Hal inilah yang membuat Fraksi PDI Perjuangan DPRD Kota Tanjungbalai melakukan penolakan, karena dinilai dilakukan semena-mena. Akan tetapi, Walikota Tanjungbalai M Syahrial,SH,MH tetap berkeras mengatakan, kenaikan tarif air tersebut sudah memenuhi keenam prinsip dasar yang diatur dalam Permendagri Nomor 23 Tahun 2006.
Terpisah, Badan Anggaran (Banggar) DPRD Kota Tanjungbalai diminta agar tidak menyetujui permohonan dana hibah sebesar Rp10 miliar lebih untuk PDAM Tirta Kualo Tanjungbalai. Alasannya, karena permohonan dari PDAM Tirta Kualo tersebut dinilai sudah menyimpang dari azas kepatutan dan kelayakan.
“Permohonan tertulis yang disampaikan oleh PDAM Tirta Kualo Tanjungbalai kepada DPRD agar dianggarkan dana sebesar Rp10 miliar lebih untuk kebutuhan perusahaan milik daerah itu, sudah menyimpang dari azas kepatutan dan kelayakan. PDAM Tirta Kualo Tanjungbalai itu dibangun dengan harapan, dapat menambah pendapatan asli daerah selain memberikan pelayanan kepada masyarakat. Oleh karena itu, kita berharap kepada DPRD Kota Tanjungbalai agar mengabaikan saja permohonan dari PDAM Tirta Kualo Tanjungbalai itu dan lebih mengutamakan kepentingan masyarakat banyak,” ujar Jaringan Sihotang, Koordinator Daerah Indonesian Corruption Watch (ICW) Kota Tanjungbalai kepada koran ini, Senin (6/2).
Menurut Jaringan Sihotang, hingga saat ini, PDAM Tirta Kualo Tanjungbalai belum pernah bisa beroperasi maksimal seperti yang diharapkan. Oleh karena itu, lanjutnya, Pemko Tanjungbalai sudah saatnya untuk mengevaluasi kembali keberadaan dari PDAM Tirta Kualo Tanjungbalai itu.
Ditemui terpisah, hal senada juga diungkapkan Taufik Hidayat, salah seorang penggiat anti korupsi Kota Tanjungbalai.

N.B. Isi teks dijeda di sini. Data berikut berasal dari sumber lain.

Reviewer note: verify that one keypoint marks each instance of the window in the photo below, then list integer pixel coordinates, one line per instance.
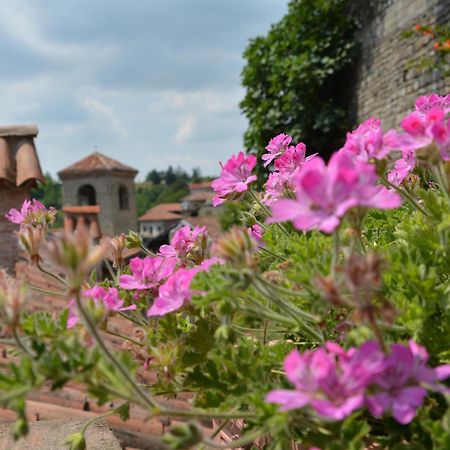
(86, 195)
(123, 198)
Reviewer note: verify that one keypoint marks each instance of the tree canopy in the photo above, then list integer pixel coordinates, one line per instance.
(297, 77)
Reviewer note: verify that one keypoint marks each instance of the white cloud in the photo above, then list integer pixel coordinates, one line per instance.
(105, 113)
(185, 130)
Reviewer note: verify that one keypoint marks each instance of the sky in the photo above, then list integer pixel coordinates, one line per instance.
(151, 83)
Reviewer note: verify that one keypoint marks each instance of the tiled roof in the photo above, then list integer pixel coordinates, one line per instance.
(19, 163)
(199, 196)
(164, 211)
(210, 221)
(97, 162)
(82, 209)
(201, 185)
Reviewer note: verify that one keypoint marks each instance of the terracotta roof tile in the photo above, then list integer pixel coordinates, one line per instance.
(19, 163)
(201, 185)
(164, 211)
(82, 209)
(97, 162)
(199, 196)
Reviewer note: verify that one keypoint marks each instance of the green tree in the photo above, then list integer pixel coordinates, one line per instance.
(297, 77)
(154, 177)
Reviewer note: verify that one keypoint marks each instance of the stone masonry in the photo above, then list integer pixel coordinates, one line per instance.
(386, 83)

Menurut Taufik Hidayat, sejak berdiri puluhan tahun yang lalu hingga saat ini, PDAM Tirta Kualo Tanjungbalai selalu menjadi beban bagi Pemko Tanjungbalai.
“Oleh karena itu, sudah saatnya Pemko Tanjungbalai berani mengambil sikap tegas terkait dengan pengelolaan PDAM Tirta Kualo tersebut. Jika memang pengelolanya tidak mampu memperbaiki kinerja dari perusahaan tersebut, lebih baik pengelolaannya dikerjasamakan dengan PDAM lain yang pengelolaannya sudah baik seperti PDAM Tirtanadi, Medan,” ujar Taufik Hidayat.
Kedua aktivis Kota Tanjungbalai sepakat mendesak DPRD untuk menolak pemberian dana hibah kepada PDAM Tirta Kualo Tanjungbalai. Karena, pemberian dana hibah untuk perusahaan daerah tersebut dinilai sarat nuansa kepentingan pribadi dan kelompok.